How to derive spherical trigonometry of sphere of radius $r$?

Question

Does anyone know how to derive spherical trigonometry of sphere of radius $r$? I know that it is as follow if $r=1$:

$$\cos a = \cos b \cos c + \sin b \sin c \cos A$$ where $a,b,c$ are sides of triangle and $A$ is the angle between $b$ and $c$.

Answer 1

Here is a way to do it with vector algebra.

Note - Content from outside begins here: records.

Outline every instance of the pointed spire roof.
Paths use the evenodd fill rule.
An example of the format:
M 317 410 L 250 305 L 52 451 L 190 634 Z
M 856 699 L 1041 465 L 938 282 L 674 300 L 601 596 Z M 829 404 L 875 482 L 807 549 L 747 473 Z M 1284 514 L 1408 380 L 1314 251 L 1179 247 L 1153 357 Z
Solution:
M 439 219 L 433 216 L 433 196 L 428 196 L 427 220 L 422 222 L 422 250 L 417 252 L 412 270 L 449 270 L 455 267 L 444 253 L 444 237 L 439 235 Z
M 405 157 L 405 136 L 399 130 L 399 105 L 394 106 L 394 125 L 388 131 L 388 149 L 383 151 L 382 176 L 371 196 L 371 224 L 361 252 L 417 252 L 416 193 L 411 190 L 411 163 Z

Define the vectors $\vec{P}$,$\vec{Q}$ and $\vec{R}$ as the unit length vectors from the center of the sphere to a corner of the triangle such that $\vec{P}$,$\vec{Q}$ subtend the arc with length $c$, $\vec{R}$,$\vec{Q}$ subtend the arc with length $a$ and $\vec{P}$,$\vec{R}$ subtend the arc with length $b$. Then, by this definition the following scalar products can be computeed

$$\begin{eqnarray}\vec{P}\cdot\vec{Q} & = & \cos c \\ \vec{R}\cdot\vec{Q} & = & \cos a \\ \vec{P}\cdot\vec{R} & = & \cos b \end{eqnarray}$$

Then, to find out a formula for the angle $A$, notice that we can construct a vector tangent to the arc with length $b$ in the point $\vec{P}$ by considering a vector orthogonal to $\vec{P}$ and the normal of the plane containing $\vec{P}$ and $\vec{R}$. This can be done quickly with the cross product as follows:

$$\vec{P}\times(\vec{P}\times\vec{R})=\vec{P}(\vec{P}\cdot\vec{R}) - \vec{R}(\vec{P}\cdot\vec{P})= \vec{P}\cos b - \vec{R} $$

To arrive at the result in the middle, I used an identity for the cross product. Applying it to obtain a vector tangent to the arc with length $c$ in the point $\vec{P}$ we obtain likewise

$$\vec{P}\times(\vec{P}\times\vec{Q})=\vec{P}(\vec{P}\cdot\vec{Q}) - \vec{Q}(\vec{P}\cdot\vec{P})= \vec{P}\cos c - \vec{Q} $$

By construction, the scalar product of thos two vectors is equal to $\cos A$ times the lengths of these vectors

$$(\vec{P}\cos b - \vec{R})\cdot(\vec{P}\cos c - \vec{Q}) = \cos A \; \|\vec{P}\cos b - \vec{R}\| \; \|\vec{P}\cos c - \vec{Q}\|$$

Working out the left hand side gives $-\cos b \cos c + \cos a$, while the lengths og the vectors are easily worked out to be $\sin b$ and $\sin c$ respectively, leading to

$$-\cos b \cos c + \cos a = \cos A \sin b \sin c$$

or after rearranging

$$\cos a = \cos b \cos c + \sin b \sin c \cos A $$

As a final comment, I have to specify that I have shoved under the rug a few points concerning for instance the orientation of the vectors I created with the cross product. If the orientation had been different for one of the vectors, we would actually be calculating $\cos (\pi-A)=-\cos A$. Likewise, the $\sin b$ might be negative whereas the lengths of the vectors are always positive. The goal is to check that for all the types of triangles you can have, these sign issues cancel out nicely and you still get the formula above. As it stands, the proof is not complete, but it gives you the essential part.